Le premier single de l’album, Trab Djeddi est déjà en ligne et a reçu un vif accueil des internautes. En regardant ce clip très original, simple, et ludique où vous performez dans une Herbine et dansez en plein souk, on sent votre attachement à «votre terre natale». Est-ce un retour aux sources ?

L’histoire de Trab Djeddi – la terre de mon grand-père – qui est devenue un parking est une histoire véridique.

Le jour où j’ai reçu la nouvelle, c’était comme un couteau dans mon cœur, car cette terre recèle des souvenirs d’enfance. Aussi, c’est une situation que beaucoup de gens vivent à travers le monde, la conversion de paradis en parking ! Dans le clip, ce que je voulais faire, c’était aller à la rencontre des agriculteurs. Je ne voulais pas faire un clip qui était une «carte postale» pour l’Algérie, mais paradoxalement, je pense que rencontrer les gens et jouer au souk avec les agriculteurs est la vraie carte postale de l’Algérie.

C’est l’Algérie que la plupart des gens vivent et connaissent. Je voulais montrer l’Algérie que je reconnais et que j’aime ! C’était incroyable. Nous avons tourné tout cela comme un documentaire. Nous avons eu l’idée d’aller dans une Herbine et de filmer le clip dans la périphérie d’Alger. Comme c’était 2 jours avant Aïd El Adha, nous nous sommes par hasard trouvés dans un souk aux moutons.
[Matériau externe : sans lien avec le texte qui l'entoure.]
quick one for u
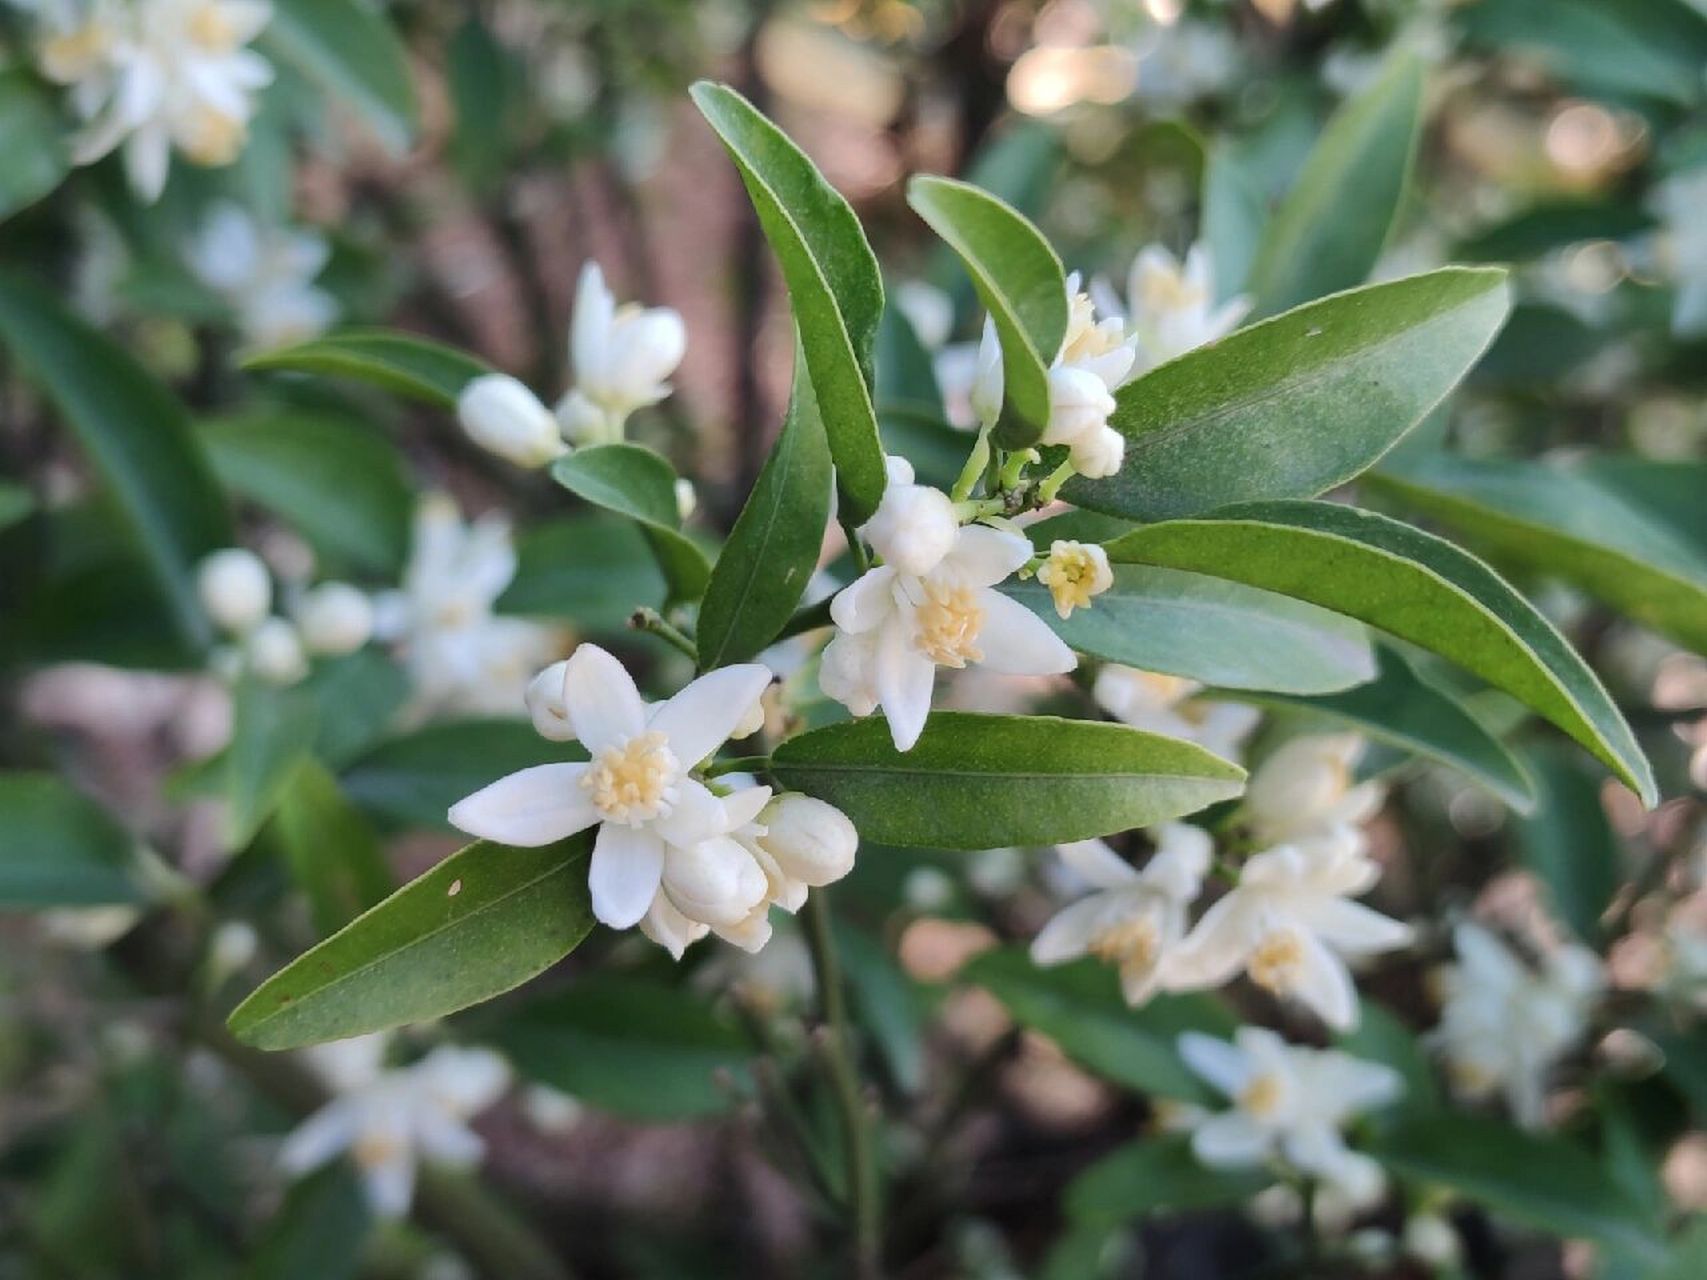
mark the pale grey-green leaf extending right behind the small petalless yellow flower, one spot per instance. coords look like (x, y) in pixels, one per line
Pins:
(1211, 631)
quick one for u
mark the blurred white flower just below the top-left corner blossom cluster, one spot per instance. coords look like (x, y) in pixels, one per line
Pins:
(264, 274)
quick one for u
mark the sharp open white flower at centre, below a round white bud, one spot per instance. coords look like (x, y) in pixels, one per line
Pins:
(895, 629)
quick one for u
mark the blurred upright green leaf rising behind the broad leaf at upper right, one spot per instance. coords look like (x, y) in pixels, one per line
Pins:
(1334, 223)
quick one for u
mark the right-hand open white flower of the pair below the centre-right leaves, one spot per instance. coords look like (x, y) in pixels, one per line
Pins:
(1290, 924)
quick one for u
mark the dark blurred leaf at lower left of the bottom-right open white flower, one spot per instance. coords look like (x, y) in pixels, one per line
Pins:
(1156, 1177)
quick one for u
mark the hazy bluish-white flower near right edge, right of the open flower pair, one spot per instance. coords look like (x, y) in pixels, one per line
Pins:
(1505, 1027)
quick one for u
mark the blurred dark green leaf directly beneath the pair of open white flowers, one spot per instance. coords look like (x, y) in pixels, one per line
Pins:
(1080, 1008)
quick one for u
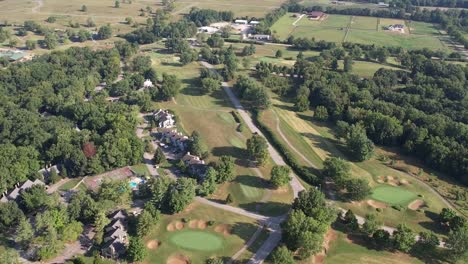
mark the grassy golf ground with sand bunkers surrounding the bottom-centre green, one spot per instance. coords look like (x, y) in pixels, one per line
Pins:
(228, 233)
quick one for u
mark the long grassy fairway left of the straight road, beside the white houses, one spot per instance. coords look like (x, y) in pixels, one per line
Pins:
(211, 116)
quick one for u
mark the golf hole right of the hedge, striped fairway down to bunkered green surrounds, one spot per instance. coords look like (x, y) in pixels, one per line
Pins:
(320, 143)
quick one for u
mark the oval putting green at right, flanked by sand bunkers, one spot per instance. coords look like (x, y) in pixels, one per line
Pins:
(393, 195)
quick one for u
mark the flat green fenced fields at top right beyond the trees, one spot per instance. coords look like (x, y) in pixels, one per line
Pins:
(366, 30)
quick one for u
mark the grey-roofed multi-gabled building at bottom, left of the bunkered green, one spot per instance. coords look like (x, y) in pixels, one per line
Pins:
(115, 236)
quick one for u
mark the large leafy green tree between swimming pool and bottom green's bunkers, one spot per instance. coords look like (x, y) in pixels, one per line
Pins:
(181, 194)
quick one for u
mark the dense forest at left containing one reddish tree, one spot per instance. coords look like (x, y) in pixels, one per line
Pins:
(49, 114)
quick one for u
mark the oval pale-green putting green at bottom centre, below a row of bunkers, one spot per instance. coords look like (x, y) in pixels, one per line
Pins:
(197, 240)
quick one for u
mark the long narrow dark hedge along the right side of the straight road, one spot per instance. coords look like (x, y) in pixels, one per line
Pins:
(301, 171)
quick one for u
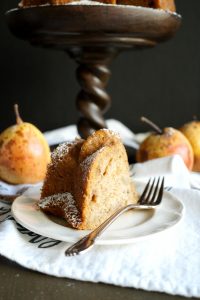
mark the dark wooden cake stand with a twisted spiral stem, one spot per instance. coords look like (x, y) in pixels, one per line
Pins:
(92, 35)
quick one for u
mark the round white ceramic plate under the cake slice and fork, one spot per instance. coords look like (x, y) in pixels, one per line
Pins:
(128, 228)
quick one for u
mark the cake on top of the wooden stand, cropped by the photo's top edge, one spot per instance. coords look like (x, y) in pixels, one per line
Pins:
(162, 4)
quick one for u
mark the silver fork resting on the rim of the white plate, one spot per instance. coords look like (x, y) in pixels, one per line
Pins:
(150, 199)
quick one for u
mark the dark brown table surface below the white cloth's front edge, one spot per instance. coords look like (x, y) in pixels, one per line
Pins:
(17, 282)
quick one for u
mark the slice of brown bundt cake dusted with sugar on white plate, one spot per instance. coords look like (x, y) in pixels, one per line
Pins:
(88, 180)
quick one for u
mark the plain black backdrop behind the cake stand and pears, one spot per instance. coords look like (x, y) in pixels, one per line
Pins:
(162, 83)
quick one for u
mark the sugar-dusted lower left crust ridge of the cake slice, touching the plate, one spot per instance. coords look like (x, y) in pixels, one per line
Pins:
(64, 202)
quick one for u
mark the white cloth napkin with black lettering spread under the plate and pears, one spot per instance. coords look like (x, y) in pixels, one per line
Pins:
(168, 262)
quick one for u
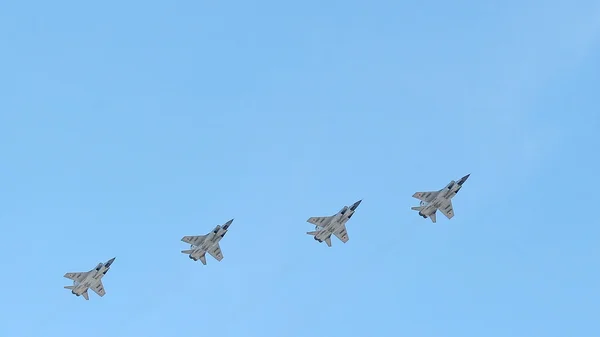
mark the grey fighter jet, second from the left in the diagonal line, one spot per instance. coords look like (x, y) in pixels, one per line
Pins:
(201, 244)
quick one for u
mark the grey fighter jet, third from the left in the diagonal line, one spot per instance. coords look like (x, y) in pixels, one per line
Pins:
(334, 224)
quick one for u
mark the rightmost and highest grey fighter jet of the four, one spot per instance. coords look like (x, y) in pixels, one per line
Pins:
(442, 200)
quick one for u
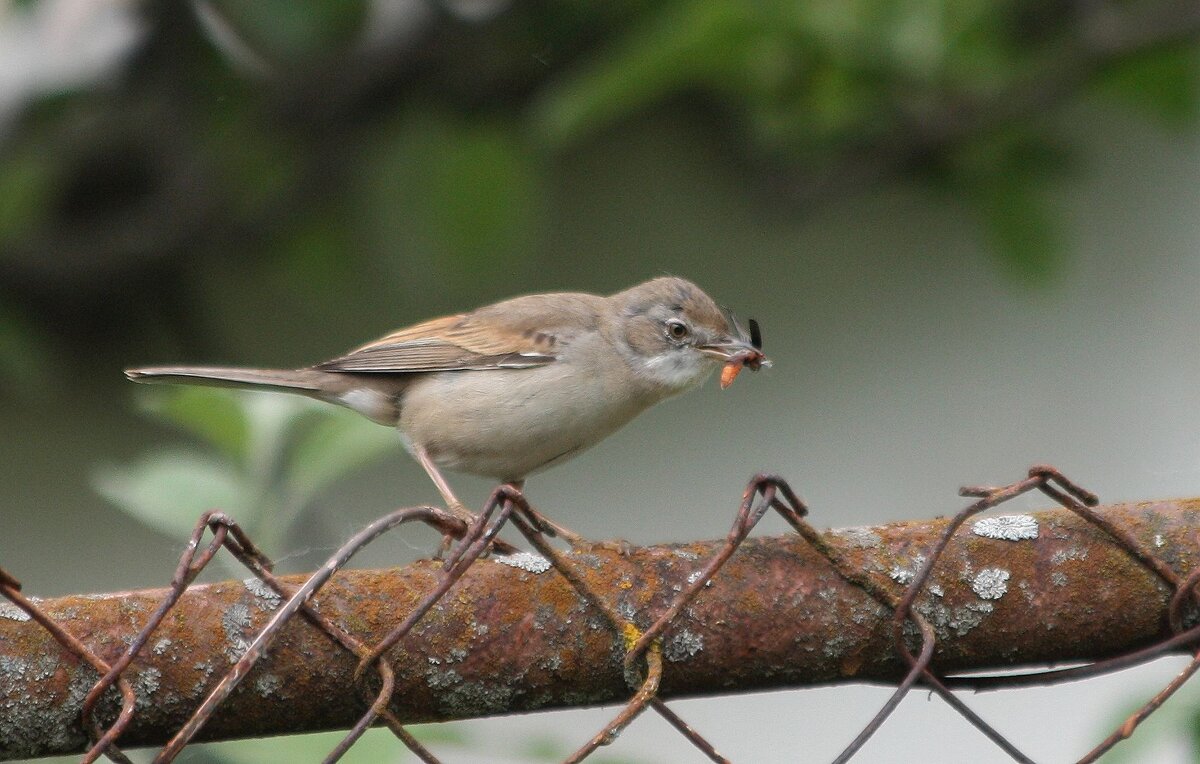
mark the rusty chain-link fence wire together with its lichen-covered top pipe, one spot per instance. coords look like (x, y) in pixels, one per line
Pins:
(903, 619)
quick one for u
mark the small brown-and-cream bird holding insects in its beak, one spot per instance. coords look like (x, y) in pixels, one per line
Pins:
(518, 387)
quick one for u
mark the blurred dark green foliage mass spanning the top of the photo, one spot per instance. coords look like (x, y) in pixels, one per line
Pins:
(326, 147)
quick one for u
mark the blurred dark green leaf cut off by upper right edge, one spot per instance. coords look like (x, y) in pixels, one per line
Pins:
(1165, 85)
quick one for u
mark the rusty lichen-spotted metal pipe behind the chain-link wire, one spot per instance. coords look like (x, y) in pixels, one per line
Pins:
(513, 636)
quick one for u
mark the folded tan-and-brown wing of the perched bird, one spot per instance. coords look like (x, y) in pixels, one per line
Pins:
(502, 336)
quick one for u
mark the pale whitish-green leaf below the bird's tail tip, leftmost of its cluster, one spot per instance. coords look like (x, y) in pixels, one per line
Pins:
(170, 491)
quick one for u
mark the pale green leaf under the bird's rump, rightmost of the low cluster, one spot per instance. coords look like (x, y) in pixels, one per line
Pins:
(332, 449)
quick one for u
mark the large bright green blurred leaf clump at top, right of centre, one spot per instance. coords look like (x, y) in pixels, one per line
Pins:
(806, 77)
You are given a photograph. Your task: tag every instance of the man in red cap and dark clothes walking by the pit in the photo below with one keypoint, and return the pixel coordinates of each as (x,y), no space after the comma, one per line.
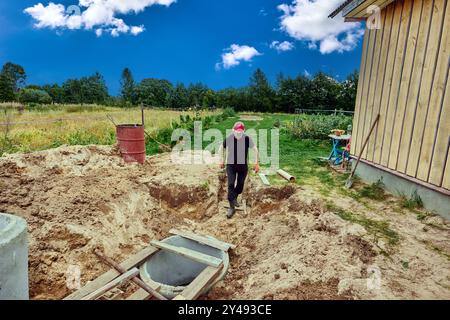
(237,146)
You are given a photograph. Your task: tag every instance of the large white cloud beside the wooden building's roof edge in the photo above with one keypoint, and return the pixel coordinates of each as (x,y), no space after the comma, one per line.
(307,20)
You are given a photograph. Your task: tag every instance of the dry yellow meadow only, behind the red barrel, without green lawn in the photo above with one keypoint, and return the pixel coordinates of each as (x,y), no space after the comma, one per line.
(72,125)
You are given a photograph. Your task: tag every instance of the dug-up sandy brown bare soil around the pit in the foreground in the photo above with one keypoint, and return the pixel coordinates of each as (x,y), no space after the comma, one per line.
(289,245)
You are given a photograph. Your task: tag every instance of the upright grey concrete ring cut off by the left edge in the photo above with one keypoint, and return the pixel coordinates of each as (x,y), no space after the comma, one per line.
(13,258)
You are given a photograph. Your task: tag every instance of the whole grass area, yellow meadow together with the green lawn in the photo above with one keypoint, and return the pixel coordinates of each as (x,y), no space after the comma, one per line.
(50,127)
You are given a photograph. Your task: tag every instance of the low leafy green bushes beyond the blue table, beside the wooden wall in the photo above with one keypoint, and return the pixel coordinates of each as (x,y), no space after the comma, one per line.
(318,126)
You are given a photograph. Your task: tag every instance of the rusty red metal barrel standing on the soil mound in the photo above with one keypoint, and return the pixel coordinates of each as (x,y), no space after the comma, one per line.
(131,139)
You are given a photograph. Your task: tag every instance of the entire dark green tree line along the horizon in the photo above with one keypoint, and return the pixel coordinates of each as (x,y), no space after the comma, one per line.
(319,92)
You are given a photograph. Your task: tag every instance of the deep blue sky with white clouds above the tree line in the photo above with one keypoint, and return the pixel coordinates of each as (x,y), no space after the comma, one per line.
(182,40)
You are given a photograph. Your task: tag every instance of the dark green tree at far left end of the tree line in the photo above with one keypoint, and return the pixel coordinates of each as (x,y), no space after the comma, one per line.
(12,78)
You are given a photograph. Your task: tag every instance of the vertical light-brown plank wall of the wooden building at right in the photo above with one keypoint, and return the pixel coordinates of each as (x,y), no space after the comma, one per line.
(404,76)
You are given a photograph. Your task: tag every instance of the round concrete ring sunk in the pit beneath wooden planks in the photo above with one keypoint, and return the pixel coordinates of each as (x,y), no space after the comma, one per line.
(173,272)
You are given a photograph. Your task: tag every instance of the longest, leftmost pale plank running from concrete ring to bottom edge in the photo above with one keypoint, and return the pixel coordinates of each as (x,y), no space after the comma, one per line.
(110,275)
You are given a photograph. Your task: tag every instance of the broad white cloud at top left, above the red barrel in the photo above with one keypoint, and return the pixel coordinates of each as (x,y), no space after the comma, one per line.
(100,15)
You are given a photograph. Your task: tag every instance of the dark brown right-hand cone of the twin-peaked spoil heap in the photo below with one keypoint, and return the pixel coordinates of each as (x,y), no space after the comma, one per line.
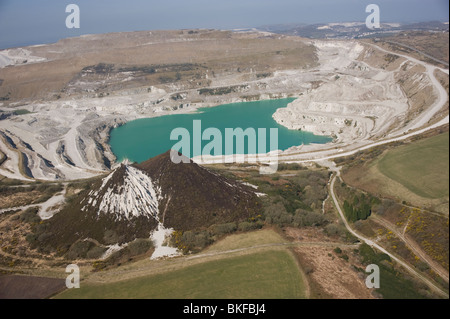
(193,197)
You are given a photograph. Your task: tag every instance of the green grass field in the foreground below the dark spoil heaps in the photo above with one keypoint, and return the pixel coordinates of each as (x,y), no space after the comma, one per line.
(271,274)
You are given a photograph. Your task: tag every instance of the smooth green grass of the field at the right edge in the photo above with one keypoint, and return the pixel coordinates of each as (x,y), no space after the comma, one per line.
(422,166)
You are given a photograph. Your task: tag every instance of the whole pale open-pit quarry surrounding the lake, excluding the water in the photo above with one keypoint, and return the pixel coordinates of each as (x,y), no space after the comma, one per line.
(59,101)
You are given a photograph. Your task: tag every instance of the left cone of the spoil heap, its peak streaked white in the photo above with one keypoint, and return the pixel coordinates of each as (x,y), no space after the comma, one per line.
(100,213)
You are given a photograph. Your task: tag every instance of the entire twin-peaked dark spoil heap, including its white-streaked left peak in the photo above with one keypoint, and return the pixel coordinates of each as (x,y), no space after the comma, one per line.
(133,200)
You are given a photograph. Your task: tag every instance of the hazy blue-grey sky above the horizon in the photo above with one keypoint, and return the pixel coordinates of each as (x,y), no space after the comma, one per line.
(24,22)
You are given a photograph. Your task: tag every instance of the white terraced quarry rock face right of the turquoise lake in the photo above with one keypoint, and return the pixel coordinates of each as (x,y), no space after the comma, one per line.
(359,99)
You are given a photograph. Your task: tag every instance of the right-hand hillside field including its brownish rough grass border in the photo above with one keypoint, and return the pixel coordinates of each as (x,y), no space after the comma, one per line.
(416,173)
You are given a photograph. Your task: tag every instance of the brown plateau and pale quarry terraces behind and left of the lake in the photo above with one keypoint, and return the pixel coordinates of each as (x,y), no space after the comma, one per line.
(92,83)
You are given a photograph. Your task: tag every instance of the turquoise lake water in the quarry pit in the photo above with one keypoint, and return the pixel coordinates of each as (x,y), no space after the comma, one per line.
(142,139)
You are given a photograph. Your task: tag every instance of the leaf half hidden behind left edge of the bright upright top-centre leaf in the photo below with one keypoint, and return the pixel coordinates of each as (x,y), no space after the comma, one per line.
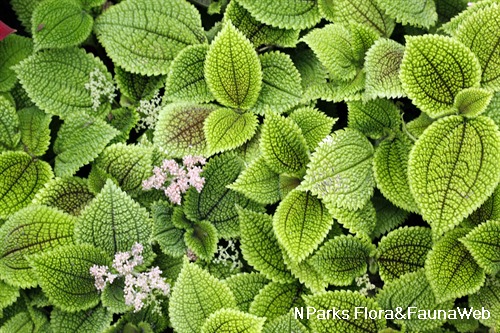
(186,77)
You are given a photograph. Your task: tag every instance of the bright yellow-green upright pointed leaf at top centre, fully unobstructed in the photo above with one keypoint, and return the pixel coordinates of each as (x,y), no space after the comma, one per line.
(232,69)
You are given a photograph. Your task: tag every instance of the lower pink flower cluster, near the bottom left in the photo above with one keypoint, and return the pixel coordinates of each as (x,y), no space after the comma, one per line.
(140,288)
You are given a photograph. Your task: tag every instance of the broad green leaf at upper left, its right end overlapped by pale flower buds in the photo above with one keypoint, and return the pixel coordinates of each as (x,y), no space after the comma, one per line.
(55,80)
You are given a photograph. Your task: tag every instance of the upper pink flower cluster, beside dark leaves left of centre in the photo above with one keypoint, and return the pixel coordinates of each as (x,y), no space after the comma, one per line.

Lorsque je suis entré avec une guitare à la main, les gens nous ont accueillis si gracieusement. Et spontanément, tout le monde a commencé à danser en créant une belle… C’était un pur plaisir.

Vous allez entreprendre une tournée nord-américaine. Comptez en faire en Algérie ?

Oui, j’espère pour bientôt ! J’y travaille.